Defense 2: Route analytics queries to a secondary.
// FAST: Analytics queries use secondary read preference
MongoCollection<Document> analyticsCollection = database
.getCollection("readings")
.withReadPreference(ReadPreference.secondaryPreferred());
// Dashboard queries use primary (default)
MongoCollection<Document> dashboardCollection = database
.getCollection("readings");
Analytics queries on secondaries do not consume tickets on the primary, protecting dashboard query performance. (Read preferences are covered in depth in CH19.)
Defense 3: Ensure indexes exist for common analytics patterns.
// Index for temperature range queries
collection.createIndex(
new Document("temperature", 1).append("ts", -1),
new IndexOptions()
.name("idx_temp_ts")
.background(true) // Build without blocking writes (deprecated in 4.2+, use default)
);
The Proof
After implementing all three defenses:
| Condition | p50 | p95 | p99 |
|---|---|---|---|
| No analytics queries | 8ms | 15ms | 22ms |
| Analytics on secondary | 8ms | 15ms | 25ms |
| Analytics on primary (with maxTimeMS) | 8ms | 18ms | 35ms |
The Trade-off
maxTimeMS kills queries that exceed the limit. The analyst’s query returns an error instead of results. This is intentional: protecting production workloads is more important than completing an ad-hoc query. Provide the analytics team with a dedicated analytics replica that has no ticket contention from production traffic.
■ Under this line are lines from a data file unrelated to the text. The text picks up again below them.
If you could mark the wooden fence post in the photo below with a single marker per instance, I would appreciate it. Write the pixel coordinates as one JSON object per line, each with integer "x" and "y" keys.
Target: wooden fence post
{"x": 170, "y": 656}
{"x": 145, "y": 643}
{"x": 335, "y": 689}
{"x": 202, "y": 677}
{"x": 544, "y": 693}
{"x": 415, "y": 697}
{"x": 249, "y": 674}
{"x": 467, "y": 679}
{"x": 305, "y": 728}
Routing analytics to secondaries introduces replication lag. The secondary may be 0-10 seconds behind the primary (typical for a healthy replica set). Analytics queries on the secondary see slightly stale data. For most analytics use cases, seconds-old data is acceptable. For real-time analytics, keep the queries on the primary but ensure they are indexed.